6.10.2006

-in the name of Allah-


another chapter, albeit much smaller, in life comes to a periodic close. i wonder if i'm happier now that i've saved myself from high likelihood of grief only to find no avail everywhere else. i'm a step away from what's good for me and i'm a step away from what's not, so what am i closer to? there should be a pill for turning off the nafs and everything that springs from it. sometimes there'd be relief to be found in complete indifference. as that's impossible for me, i meander forth.
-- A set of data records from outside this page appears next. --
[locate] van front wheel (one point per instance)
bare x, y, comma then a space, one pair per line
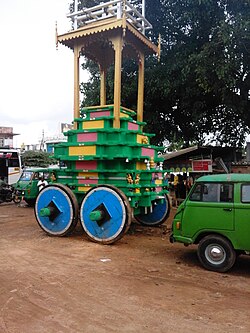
216, 253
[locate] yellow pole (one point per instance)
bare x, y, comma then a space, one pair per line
103, 86
76, 84
140, 97
117, 81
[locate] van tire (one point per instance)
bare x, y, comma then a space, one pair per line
216, 253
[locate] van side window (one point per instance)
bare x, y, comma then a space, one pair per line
213, 192
196, 194
245, 193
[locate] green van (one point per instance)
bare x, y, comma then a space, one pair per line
27, 184
216, 216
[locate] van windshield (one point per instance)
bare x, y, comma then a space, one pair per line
212, 192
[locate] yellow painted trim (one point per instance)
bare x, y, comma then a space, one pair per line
83, 150
124, 115
141, 166
93, 124
88, 174
139, 138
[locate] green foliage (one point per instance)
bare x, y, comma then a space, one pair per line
37, 159
200, 88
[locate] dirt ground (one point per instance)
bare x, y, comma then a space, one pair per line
140, 284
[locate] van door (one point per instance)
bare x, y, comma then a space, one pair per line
242, 217
210, 206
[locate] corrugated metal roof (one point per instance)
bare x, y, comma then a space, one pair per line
179, 152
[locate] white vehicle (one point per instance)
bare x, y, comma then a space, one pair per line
10, 165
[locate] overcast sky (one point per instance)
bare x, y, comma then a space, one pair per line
36, 80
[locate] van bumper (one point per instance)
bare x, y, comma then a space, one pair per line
180, 239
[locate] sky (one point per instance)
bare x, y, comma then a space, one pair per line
36, 80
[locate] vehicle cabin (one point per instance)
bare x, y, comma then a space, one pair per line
216, 216
28, 182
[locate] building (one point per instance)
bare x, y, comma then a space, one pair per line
6, 137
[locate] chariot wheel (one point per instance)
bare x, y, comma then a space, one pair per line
105, 214
158, 215
56, 210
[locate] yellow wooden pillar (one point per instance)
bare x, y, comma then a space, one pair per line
103, 73
118, 44
76, 84
140, 97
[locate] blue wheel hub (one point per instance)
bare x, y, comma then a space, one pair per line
56, 210
104, 214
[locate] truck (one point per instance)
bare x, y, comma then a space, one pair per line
215, 216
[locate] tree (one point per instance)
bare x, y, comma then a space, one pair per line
200, 88
37, 159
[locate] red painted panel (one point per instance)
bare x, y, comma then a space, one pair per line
88, 181
133, 126
87, 137
86, 165
148, 152
99, 114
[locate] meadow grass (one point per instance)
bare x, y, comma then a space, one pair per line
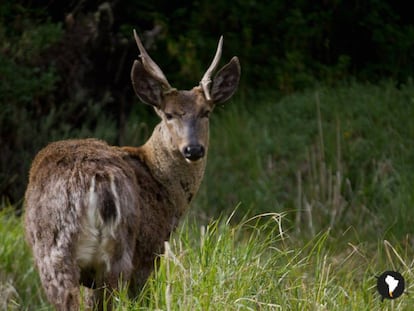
306, 200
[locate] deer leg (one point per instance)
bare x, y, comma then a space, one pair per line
60, 279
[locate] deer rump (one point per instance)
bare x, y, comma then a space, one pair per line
88, 207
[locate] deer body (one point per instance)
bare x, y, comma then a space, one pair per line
96, 214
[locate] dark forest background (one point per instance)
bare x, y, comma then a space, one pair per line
64, 65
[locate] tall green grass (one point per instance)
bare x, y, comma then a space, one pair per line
306, 200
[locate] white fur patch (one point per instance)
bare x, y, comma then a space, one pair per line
96, 244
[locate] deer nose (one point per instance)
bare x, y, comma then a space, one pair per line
193, 152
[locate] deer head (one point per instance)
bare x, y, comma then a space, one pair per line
184, 114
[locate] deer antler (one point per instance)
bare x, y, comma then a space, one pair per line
206, 80
150, 66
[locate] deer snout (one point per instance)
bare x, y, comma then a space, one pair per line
194, 152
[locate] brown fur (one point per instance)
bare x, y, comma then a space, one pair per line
97, 215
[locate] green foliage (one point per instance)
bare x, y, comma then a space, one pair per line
341, 156
255, 264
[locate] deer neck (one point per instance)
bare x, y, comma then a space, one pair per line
168, 166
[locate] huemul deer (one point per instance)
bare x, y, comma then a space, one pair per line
98, 215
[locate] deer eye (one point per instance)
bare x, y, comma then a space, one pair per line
205, 114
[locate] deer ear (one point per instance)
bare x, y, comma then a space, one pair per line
226, 81
148, 89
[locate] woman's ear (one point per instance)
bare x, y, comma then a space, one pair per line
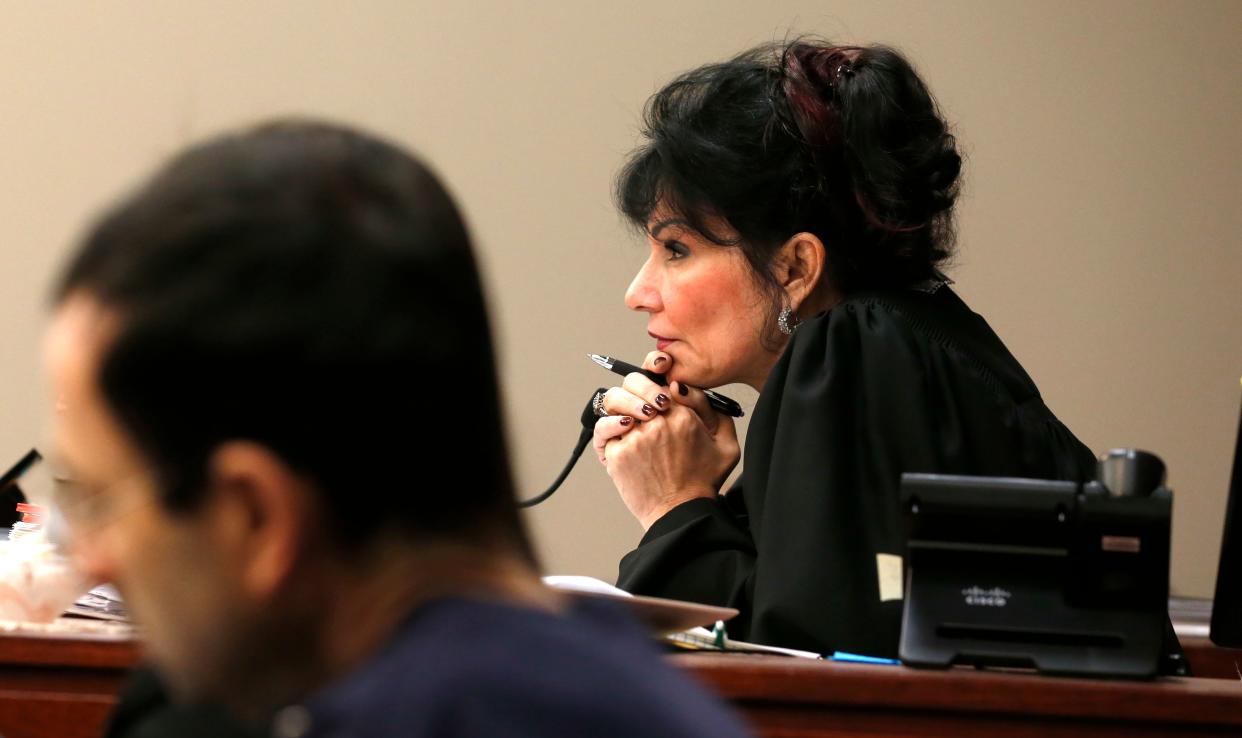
799, 267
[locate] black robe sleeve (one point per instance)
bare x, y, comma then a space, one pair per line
883, 384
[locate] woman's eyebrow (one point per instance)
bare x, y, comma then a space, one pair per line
660, 226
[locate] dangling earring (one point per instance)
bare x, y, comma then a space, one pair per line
786, 321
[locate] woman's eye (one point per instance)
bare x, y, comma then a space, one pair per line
676, 250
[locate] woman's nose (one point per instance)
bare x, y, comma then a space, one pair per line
642, 295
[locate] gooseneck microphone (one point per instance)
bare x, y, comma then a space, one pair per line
583, 440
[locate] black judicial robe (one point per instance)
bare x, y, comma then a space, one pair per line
884, 383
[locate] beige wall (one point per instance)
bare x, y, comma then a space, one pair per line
1099, 221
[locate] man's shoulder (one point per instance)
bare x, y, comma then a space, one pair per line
473, 669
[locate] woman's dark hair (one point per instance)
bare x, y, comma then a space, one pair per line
842, 142
306, 287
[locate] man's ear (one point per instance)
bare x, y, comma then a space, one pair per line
262, 513
799, 267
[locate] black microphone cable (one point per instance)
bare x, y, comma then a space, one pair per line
583, 440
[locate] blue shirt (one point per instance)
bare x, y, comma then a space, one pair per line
460, 669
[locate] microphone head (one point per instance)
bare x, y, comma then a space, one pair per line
1130, 472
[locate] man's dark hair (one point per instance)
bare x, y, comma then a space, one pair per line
312, 290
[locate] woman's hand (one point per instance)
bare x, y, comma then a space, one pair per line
663, 446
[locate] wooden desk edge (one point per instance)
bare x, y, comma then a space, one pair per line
824, 683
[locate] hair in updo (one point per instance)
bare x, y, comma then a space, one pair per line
842, 142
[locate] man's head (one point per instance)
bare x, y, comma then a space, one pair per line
277, 344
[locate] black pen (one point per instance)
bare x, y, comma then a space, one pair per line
719, 403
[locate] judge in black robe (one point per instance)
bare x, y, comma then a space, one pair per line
829, 175
882, 384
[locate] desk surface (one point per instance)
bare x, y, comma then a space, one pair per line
788, 697
65, 687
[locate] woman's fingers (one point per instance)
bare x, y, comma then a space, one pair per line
627, 400
696, 400
657, 362
607, 429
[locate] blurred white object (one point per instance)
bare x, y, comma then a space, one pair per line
36, 582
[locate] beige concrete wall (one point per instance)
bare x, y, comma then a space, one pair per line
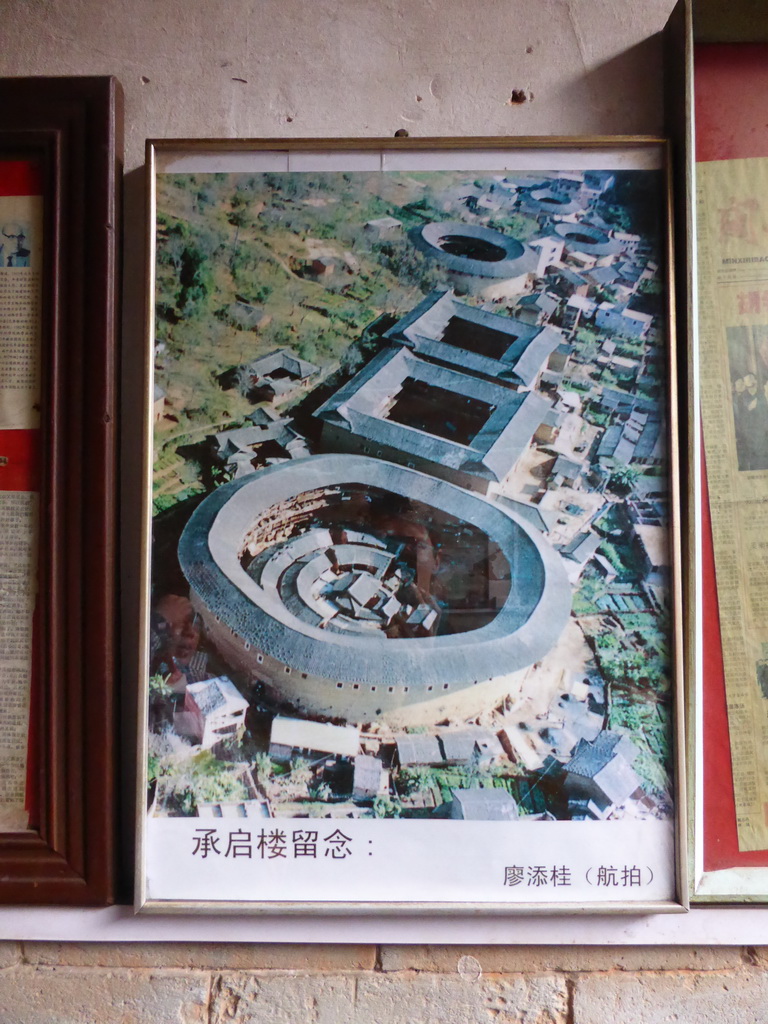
284, 68
77, 983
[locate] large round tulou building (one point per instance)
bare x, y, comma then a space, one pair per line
354, 588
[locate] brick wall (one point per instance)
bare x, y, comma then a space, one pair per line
174, 983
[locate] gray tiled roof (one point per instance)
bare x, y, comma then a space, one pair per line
522, 631
358, 404
424, 327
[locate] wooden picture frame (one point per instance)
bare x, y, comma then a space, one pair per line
72, 127
324, 230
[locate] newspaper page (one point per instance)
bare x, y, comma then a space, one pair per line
733, 331
20, 258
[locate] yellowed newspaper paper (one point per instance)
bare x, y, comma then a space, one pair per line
20, 305
20, 282
733, 337
17, 566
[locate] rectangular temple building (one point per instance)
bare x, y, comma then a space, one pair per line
462, 428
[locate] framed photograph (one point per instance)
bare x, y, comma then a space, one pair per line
59, 166
413, 579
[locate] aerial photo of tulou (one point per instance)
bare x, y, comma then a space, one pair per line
411, 519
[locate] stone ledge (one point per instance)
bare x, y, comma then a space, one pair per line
205, 955
250, 998
71, 995
523, 960
709, 997
10, 953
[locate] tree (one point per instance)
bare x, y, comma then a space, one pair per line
623, 479
387, 807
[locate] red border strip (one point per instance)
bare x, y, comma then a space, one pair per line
20, 177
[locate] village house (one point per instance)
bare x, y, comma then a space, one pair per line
212, 711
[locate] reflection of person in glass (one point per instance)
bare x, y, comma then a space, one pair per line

certainty is gold, comfort is silver, if i could gift wrap myself an ounce of each i'd be a trillion dollars richer. you might wonder why give myself a gift, it's because i can't quite find the other half in a rear view mirror's tilt. of patterns this i've noticed, imagination is fruitless as long as life is corrosive. building so many towers out of dreamer's bricks, everything evaporates once the stars of fate become even remotely lit. letting go now to be a little safer later on, i see gatsby's ball failed and his only friend came when the bullet revolved. ambitions and dreams, desires and goals, all make up the idealistic idiot that fills all the cameo roles. like a mime i follow his signs and try to gain mastery of time, but what's real and unforeseen clouds my vision to what's a given buried in smokescreens. to each of these ryhmes add a drop of bitterness and a pound of frustration, bake for a lifetime, open the casket to reap heavenly or hellish gestation.